IMAN DI ERA SCROLL: PERAN PENDIDIKAN AGAMA KRISTEN MEMBENTUK KARAKTER GENERASI DIGITAL
DOI:
https://doi.org/10.70823/jsttpa.v6i2.58Kata Kunci:
Digital generation; Christian religious education; digital culture; character formation; spiritualityAbstrak
Perkembangan teknologi digital yang sangat pesat telah mengubah pola hidup, cara berpikir, dan pembentukan karakter generasi muda. Media sosial, platform video singkat, dan pola komunikasi digital membentuk budaya “scroll” yang memengaruhi perhatian, spiritualitas, moralitas, dan relasi sosial generasi digital. Dalam konteks ini, Pendidikan Agama Kristen (PAK) menghadapi tantangan besar untuk membimbing peserta didik agar tetap memiliki nilai-nilai Kristiani di tengah banjir informasi digital. Penelitian ini bertujuan untuk menganalisis peran Pendidikan Agama Kristen dalam membentuk karakter generasi digital di era budaya scroll. Penelitian menggunakan metode kualitatif deskriptif berbasis studi pustaka dengan menelaah berbagai literatur nasional dan internasional terkait budaya digital, pendidikan Kristen, spiritualitas, dan pembentukan karakter. Hasil penelitian menunjukkan bahwa Pendidikan Agama Kristen memiliki peran strategis sebagai pembimbing moral, pendidik literasi digital, dan mentor spiritual bagi generasi muda.
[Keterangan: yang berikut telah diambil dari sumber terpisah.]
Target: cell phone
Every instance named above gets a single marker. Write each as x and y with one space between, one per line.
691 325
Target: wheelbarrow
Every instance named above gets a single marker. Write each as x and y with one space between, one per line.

Pendidik Kristen dituntut tidak hanya mengajarkan doktrin, tetapi juga menjadi fasilitator pembentukan spiritualitas di ruang digital. Nilai-nilai karakter Kristen seperti penguasaan diri, kejujuran, tanggung jawab, kasih, dan hikmat menjadi fondasi penting dalam menghadapi tantangan era digital. Artikel ini memberikan kontribusi konseptual bahwa Pendidikan Agama Kristen harus hadir secara transformatif dan kontekstual dalam membentuk generasi digital yang beriman, kritis, dan beretika.